# Now available WD My Book AV 1TB for Tivo they have 12 new units now in stock



## wardhealer (Oct 15, 2003)

I just received word from a Video/Electronics dealer in Denver that she has received 12 of the WDBABT0010HBK-NESN WD MY BOOK AV 1TB units for Tivo.  I asked to buy one but she said that they are going to put them on eBay for Auction.
I will post when I see the ad. If you want to send me a message about it, I will try to answer you back as soon as I find out they are listed.
:up:


----------



## nyjklein (Aug 8, 2002)

What am I missing? Why is this a big deal? They're readily available on Amazon.

http://www.amazon.com/Western-Digit...Z60S/ref=sr_1_1?ie=UTF8&qid=1337713784&sr=8-1


----------



## wardhealer (Oct 15, 2003)

It looks like they are starting to ship these again. A few other places have received them including Amazon, some Best Buy stores and a few on eBay. The Amazon ad showed not available just last week and the few eBay ads were from individuals selling units they bought before the floods caused production to stop. Over the past several months, I've seen some selling on eBay for more than $200.

The floods in Thailand and Taiwan have caused all HDD prices to skyrocket.
Last summer I bought a 2tb Hitachi drive on Amazon for $69.95 and a 3tb Seagate for $89
after rebate at Newegg. Both of them 7200 rpm with 64mg cache. 
After the floods, prices for those drives doubled.
The major manufacturers, Samsung, WD, Seagate, Hitachi, etc said in February that they would be diversifying
production to avoid a disaster in any one country from causing new shortages. Even charging doubled prices did not help their bottom line.
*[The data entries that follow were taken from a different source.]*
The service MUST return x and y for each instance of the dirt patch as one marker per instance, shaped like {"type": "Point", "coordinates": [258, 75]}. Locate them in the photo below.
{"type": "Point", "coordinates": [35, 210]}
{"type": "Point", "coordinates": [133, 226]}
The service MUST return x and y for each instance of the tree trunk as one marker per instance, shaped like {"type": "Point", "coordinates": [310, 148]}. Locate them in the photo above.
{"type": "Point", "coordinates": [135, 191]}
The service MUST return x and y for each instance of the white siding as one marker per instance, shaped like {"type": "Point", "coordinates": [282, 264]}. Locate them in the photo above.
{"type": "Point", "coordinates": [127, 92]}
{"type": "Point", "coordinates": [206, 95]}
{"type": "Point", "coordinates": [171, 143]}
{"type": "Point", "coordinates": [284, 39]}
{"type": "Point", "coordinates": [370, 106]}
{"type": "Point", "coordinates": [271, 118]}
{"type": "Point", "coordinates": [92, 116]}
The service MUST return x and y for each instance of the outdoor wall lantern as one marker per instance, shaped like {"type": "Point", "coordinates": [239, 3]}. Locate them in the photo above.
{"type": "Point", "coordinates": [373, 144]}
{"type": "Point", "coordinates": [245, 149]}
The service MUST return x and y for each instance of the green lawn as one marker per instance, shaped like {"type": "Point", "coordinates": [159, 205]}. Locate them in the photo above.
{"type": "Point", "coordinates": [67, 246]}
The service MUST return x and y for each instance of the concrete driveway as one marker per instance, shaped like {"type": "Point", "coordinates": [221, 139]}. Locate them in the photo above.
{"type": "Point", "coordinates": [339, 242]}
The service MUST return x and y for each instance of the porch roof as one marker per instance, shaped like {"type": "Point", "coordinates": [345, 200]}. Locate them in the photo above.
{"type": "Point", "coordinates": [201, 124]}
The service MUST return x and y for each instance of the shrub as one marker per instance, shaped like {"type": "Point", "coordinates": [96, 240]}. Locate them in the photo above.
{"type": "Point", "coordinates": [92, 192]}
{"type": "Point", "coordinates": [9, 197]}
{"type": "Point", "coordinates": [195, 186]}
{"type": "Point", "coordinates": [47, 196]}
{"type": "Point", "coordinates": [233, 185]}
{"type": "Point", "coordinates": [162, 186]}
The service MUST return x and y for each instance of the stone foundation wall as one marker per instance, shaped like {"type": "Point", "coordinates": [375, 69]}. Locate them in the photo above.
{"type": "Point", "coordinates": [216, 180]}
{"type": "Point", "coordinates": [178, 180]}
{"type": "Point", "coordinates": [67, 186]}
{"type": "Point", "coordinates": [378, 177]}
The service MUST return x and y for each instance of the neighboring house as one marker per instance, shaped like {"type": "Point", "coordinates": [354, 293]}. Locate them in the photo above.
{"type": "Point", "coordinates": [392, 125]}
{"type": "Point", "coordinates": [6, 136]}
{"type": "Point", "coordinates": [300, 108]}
Sales of HDD dropped significantly as consumers balked at the higher prices.
I'm glad I waited and I will probably now wait a few months longer before buying any more drives.

If production is ramping up again, prices may start to fall everywhere and if that IS the case,
The MyBook expander for Tivo could be selling for $99 within 2 or 3 months.


----------



## SunsetKid (Dec 31, 2011)

They are available on line from Best Buy for $99 including free shipping.


----------



## unitron (Apr 28, 2006)

SunsetKid said:


> They are available on line from Best Buy for $99 including free shipping.


But is that the exact WD model number that works with the TiVo or the very nearly the same WD model number intended for somebody else's DVR and that doesn't work with the TiVo?


----------